Wonders of the Nobel world

December 21, 2001

Herb Kroemer and Sherwood Rowland select seven of their Nobel and near-Nobel favourites.

Max Planck, physics, 1918, and Albert Einstein, physics, 1921
Being a physicist, I naturally think first about physics and physicists, and Planck and Einstein immediately come to mind. Why? Because they simply changed our entire way of thinking.

The development of quantum mechanics
More physics: one of the great wonders of the 20th century was the development of quantum mechanics. It was truly a collective achievement, and I am not going to spend most of my remaining five votes by nominating several individuals separately. Besides, where do you draw the line? So let us leave all of quantum mechanics together as a single true wonder package.

Francis Crick and James Watson, physiology or medicine, 1962
The Double Helix simply redefined biology.

Marie Curie, physics, 1903; chemistry, 1911
In chemistry, I find it difficult to decide between four individuals who cannot possibly be combined into one single wonder: Dmitri Mendeleev, Josiah Gibbs, Marie Curie and Linus Pauling. Gibbs inexcusably was never even nominated for a Nobel, so I reluctantly exclude him. Mendeleev had been nominated repeatedly, but never chosen. So I have settled on Marie Curie: not only did she get Nobels in both physics ("radiation phenomena") and chemistry ("radium and polonium"), she was also one of the great scientific role models of all time.

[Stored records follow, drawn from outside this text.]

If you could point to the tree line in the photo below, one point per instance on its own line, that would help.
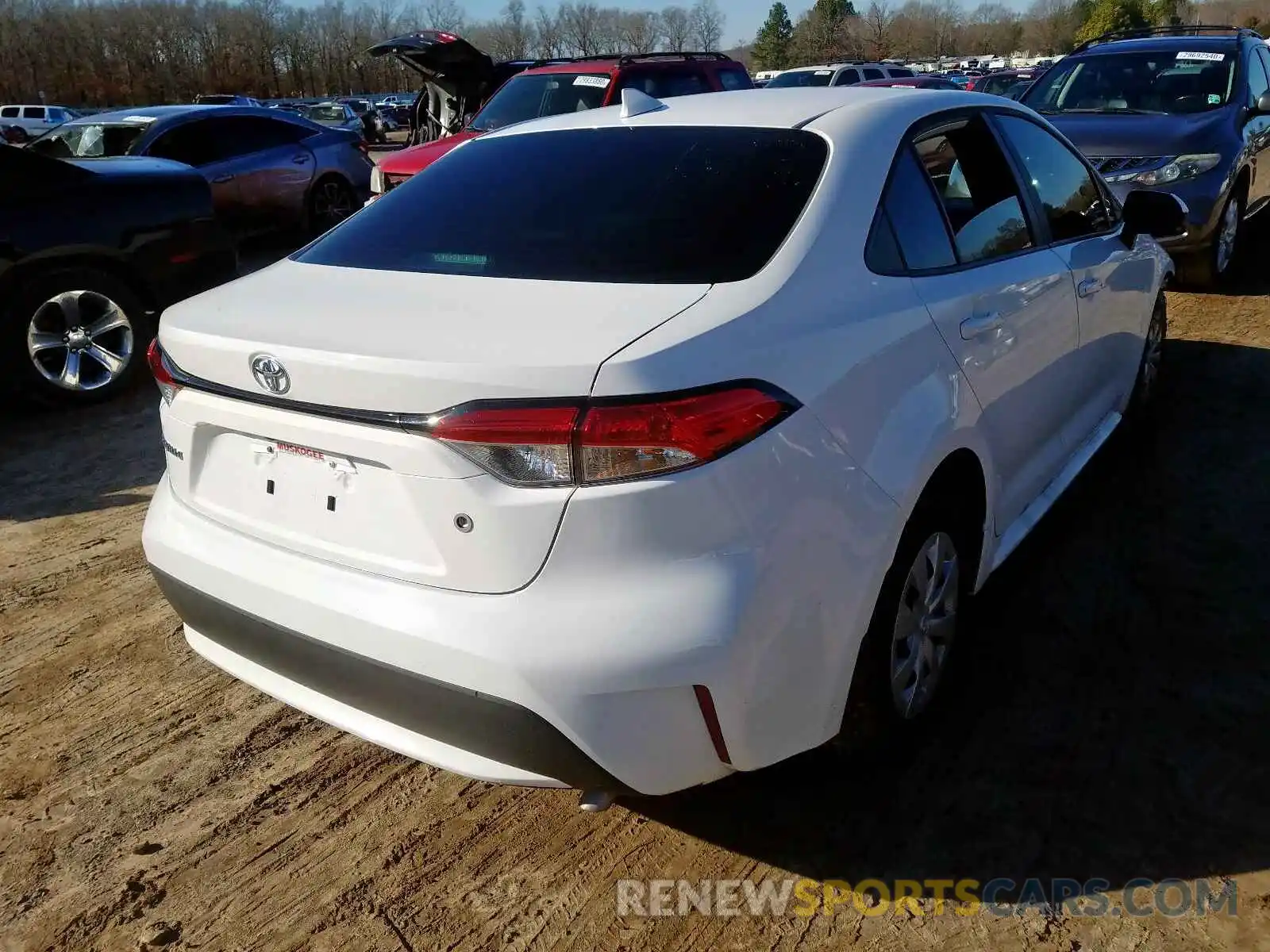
(929, 29)
(129, 52)
(126, 52)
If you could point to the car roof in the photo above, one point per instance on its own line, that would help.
(826, 108)
(607, 63)
(845, 65)
(1165, 44)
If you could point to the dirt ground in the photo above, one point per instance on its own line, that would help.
(1109, 720)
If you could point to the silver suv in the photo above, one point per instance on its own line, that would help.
(838, 74)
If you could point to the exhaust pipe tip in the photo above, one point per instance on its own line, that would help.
(595, 801)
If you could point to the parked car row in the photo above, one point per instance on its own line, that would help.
(630, 448)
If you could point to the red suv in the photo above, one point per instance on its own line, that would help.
(552, 88)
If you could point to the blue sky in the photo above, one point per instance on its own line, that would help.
(745, 17)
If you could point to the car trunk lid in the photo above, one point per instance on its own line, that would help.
(330, 466)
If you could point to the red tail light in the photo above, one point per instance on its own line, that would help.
(168, 385)
(609, 441)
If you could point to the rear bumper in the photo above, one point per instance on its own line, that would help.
(753, 577)
(486, 727)
(1204, 197)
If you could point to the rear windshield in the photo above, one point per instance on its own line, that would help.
(529, 97)
(802, 78)
(88, 140)
(656, 205)
(1184, 80)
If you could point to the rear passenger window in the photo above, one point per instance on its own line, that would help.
(918, 226)
(666, 84)
(1259, 82)
(978, 190)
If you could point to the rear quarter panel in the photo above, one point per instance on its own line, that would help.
(884, 405)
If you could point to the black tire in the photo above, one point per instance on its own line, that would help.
(1146, 385)
(873, 714)
(330, 201)
(1204, 270)
(32, 310)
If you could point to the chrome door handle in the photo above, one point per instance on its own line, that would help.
(1089, 287)
(981, 324)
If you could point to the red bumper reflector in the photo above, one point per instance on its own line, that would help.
(711, 717)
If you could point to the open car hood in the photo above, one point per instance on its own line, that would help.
(435, 54)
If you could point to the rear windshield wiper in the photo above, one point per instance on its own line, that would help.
(1110, 111)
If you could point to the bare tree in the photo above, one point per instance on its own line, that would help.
(708, 22)
(581, 27)
(676, 29)
(641, 32)
(876, 27)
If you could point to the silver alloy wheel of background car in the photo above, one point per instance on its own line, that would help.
(1229, 234)
(80, 340)
(925, 625)
(332, 203)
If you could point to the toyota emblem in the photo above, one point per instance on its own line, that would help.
(270, 374)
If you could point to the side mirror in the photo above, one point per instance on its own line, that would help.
(1156, 213)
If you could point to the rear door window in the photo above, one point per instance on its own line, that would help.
(664, 84)
(1259, 82)
(645, 205)
(192, 143)
(257, 133)
(911, 209)
(1072, 201)
(978, 190)
(531, 95)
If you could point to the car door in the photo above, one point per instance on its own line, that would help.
(273, 169)
(197, 143)
(1003, 304)
(1114, 283)
(1257, 127)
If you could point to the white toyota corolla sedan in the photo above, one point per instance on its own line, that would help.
(629, 448)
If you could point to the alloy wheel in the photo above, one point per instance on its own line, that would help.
(332, 203)
(1151, 355)
(925, 625)
(1229, 235)
(80, 340)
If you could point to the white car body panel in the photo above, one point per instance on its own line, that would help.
(600, 608)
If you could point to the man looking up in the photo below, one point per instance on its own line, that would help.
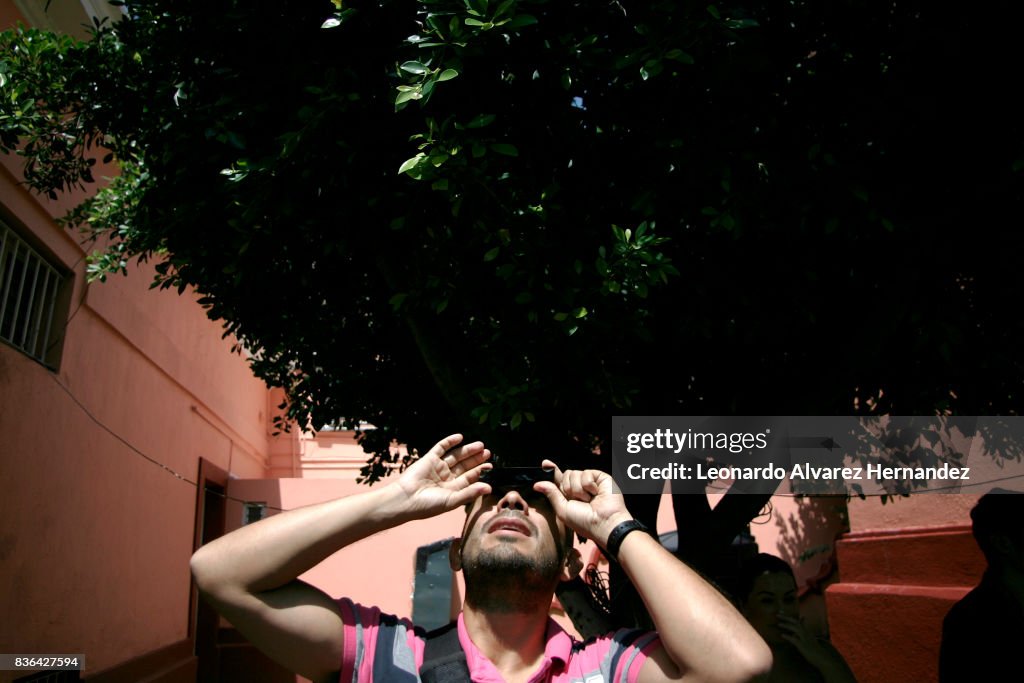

Mikhail Gorbachev, peace, 1990
Gorbachev did more than just end the cold war. He also gave the people of Eastern Europe their freedom back. All without bloodshed. I grew up in East Germany, and, to me, if anyone ever really deserved the peace prize, it was him.

Ludwig Boltzmann
For putting thermodynamics on an atomic basis and in the process advancing atomism. Although nominated several times (including by Max Planck), he never received a Nobel prize. He was simply too revolutionary to appeal to the conservative physics committee of the first Nobel decade - as was Planck. But would there have been a Planck without Ludwig Boltzmann?

Herb Kroemer was awarded the Nobel prize for physics in 2000.

Winston Churchill, literature, 1953
The "brilliant oratory in defending exalted human values" cited by the Nobel committee, as well as his leadership, played a crucial role in preserving those values in our civilisation.

Albert Einstein, physics, 1921
He broadened to the very small and the very energetic the fundamental understanding of the universe beyond the classical understanding of Newtonian mechanics.

Otto Hahn, chemistry, 1944
The fission of uranium with its subsequent chain reactions leading both to nuclear power and to nuclear weapons has been a central development in 20th-century history and politics.

Willard F. Libby, chemistry, 1960
Libby revolutionised archaeology by providing a quantitative clock for knowing when events took place over the past 25,000 years. His Carbon-14 dating scheme also provided major advances in geophysics, geology, oceanography and history.

Guglielmo Marconi, physics, 1909
The transmission of information over long distances without the need for wires or other material connection has globalised the world.

George C. Marshall, peace, 1953
The Marshall plan for a Europe devastated by six years of total war was a major contributor to the rapid renaissance of Europe in the 1950s.

James Watson and Francis Crick, physiology or medicine, 1962
They opened the doors to full understanding of biological processes at the molecular level.


F. Sherwood Rowland won the Nobel prize for chemistry in 1995.